5.5.2 Archeologie     

Onderzoek

Uit de archeologische beleidsadvieskaart van de gemeente Emmen blijkt dat het plangebied voor een groot deel een middelhoge of hoge archeologische verwachtingswaarde (waarde - archeologie 4). Voor het uitvoeren van werken, geen bouwwerken zijnde, of van werkzaamheden geldt een verbod voor bodemingrepen met een oppervlakte van meer dan 1.000 m2 en dieper dan 30 centimeter.
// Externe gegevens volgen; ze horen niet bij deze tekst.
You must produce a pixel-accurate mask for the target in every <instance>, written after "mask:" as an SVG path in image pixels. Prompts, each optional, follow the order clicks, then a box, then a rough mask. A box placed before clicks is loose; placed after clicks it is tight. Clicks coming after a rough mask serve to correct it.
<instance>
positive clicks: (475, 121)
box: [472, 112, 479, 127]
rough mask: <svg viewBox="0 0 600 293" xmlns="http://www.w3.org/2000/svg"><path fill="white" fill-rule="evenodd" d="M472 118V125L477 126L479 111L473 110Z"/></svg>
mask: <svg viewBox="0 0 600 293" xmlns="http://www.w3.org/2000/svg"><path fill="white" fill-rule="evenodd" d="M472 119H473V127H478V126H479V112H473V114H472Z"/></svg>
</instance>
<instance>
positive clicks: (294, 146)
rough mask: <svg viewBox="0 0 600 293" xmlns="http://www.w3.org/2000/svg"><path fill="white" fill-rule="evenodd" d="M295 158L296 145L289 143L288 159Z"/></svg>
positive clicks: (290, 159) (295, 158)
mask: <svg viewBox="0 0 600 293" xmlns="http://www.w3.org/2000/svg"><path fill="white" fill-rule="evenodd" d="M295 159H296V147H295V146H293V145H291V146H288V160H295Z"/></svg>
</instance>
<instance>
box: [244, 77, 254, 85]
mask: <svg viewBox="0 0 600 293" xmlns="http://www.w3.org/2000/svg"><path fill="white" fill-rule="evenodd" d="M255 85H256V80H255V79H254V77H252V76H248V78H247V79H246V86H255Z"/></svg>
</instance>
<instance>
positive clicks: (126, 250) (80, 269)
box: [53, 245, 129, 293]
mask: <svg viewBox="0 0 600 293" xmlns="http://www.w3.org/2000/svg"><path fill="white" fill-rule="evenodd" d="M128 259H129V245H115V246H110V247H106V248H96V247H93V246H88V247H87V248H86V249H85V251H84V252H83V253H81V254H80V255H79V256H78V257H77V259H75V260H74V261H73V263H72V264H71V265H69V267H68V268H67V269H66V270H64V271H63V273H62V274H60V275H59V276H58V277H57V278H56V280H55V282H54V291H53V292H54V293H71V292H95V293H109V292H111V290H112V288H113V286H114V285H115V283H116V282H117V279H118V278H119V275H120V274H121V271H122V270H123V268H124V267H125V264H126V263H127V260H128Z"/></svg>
Voor de aanleg van deze werken dient middels een archeologisch onderzoek aangetoond te worden dat er geen archeologische waarden geschaad worden.

verplicht

Afbeelding 5.15 Uitsnede ontwerpbestemmingsplan Emmen, Archeologie (facetbestemmingsplan), met gearceerd de gebieden met een waarde - archeologie 4

In 2021 is een archeologisch vooronderzoek uitgevoerd (Plangebied Buffer Zuid nabij Nieuw-Schoonebeek, gemeente Emmen; archeologisch vooronderzoek: een inventariserend veldonderzoek (verkennend booronderzoek), RAAP, 23 september 2021, Bijlage 9. Op basis van de resultaten van het verkennende booronderzoek kan de archeologische verwachting voor grote delen van het onderzoeksgebied vanwege de verstoring van de bodem of vanwege de lage en natte ligging van het (dek)zand worden bijgesteld naar een lage verwachting. Voor een beperkt deel blijft een middelhoge tot hoge verwachting bestaan. Het betreft hier de gekleurde gedeelten in afbeelding 5.16, bestaande uit donkergeel, lichtblauw, donkerrood, lichtrood en paars. Op basis van een aanvullend booronderzoek wordt de archeologische dubbelbestemming verder beperkt tot de gekleurde onderdelen van de Resultaten- en advieskaart.

verplicht

Afbeelding 5.16 Resultaten- en advieskaart Archeologisch vooronderzoek

verplicht Afbeelding 5.17 Legenda behorend bij Resultaten- en advieskaart Archeologisch vooronderzoek

Donkergeel: aaneengesloten zone met (deels) intacte podzolbodem. Voor deze zone geldt een hoge archeologische verwachting voor zowel het vondstenniveau als het sporenniveau.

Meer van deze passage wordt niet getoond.